Archive for the ‘Faux Painting’ Category

Practical Paint-Based Faux Finishes

Monday, November 30th, 2009

If you have the luxury of time and a huge budget, it’s better to have genuine surface materials. However, if you’re a little low on cash or can’t wait for a time-tempered natural finish to occur (antiquing, for example), take heart, a little cheating won’t hurt. Faux finishes are almost as good as the real thing!

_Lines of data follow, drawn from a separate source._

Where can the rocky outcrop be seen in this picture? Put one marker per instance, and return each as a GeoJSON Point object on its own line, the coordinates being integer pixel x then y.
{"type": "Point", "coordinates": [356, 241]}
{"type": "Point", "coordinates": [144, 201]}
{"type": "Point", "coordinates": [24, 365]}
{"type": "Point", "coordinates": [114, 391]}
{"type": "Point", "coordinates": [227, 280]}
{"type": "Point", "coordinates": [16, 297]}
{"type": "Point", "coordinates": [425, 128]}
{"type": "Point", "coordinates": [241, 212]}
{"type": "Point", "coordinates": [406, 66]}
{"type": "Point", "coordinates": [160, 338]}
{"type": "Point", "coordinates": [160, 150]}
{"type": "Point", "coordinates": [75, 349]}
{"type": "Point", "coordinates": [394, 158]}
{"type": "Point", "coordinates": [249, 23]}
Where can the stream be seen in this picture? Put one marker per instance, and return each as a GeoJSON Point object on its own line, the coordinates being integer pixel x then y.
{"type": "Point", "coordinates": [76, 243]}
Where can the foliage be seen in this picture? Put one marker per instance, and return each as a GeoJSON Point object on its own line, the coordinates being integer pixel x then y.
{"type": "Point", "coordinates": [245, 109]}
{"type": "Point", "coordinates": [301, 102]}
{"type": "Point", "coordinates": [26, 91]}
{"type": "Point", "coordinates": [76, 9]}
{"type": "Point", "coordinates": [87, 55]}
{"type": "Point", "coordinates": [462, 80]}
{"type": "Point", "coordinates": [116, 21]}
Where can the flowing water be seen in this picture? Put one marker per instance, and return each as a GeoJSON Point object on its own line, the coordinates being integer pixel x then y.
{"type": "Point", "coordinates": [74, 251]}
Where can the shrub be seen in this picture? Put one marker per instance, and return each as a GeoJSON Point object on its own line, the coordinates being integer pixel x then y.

Don’t know where to start? Check out these paint-based faux finishes below.

Antiquing and Verdigris

Antiquing and Verdigris1
This mimics the patina that metals acquire over time. The natural greenish-bluish tones of verdigris can be duplicated when a piece of metal or plastic is exposed to heat and combined with acids. The trick is to apply the layers in uneven arbitrary patches for a more natural look.

Marbling

faux marbling

This age-old classic finish emulates various natural marble veins, including carrara marbling which involves dipping a thin brush in black gaze and sweeping a softening brush in light, random strokes to create the characteristic marble pattern. Serpentine marbling, on the other hand, is achieved by rubbing oil paint on a surface using a tissue paper.

Faux Bois (Fake Wood)

Faux Bois
The subtle grains and lines of wood furniture or surface can be easily recreated. If done well, you can even replicate the book matching veins and knots of expensive wood veneers.

Paint Spattering

Spatter
This easy and popular finish employs tiny paint dots in a variety of colors for a rich yet effortless-looking surface accent on walls. The “spattering” effect is achieved by thumping a loaded paintbrush (or old toothbrush against a screen for small surfaces) against a stick to spatter it in different directions.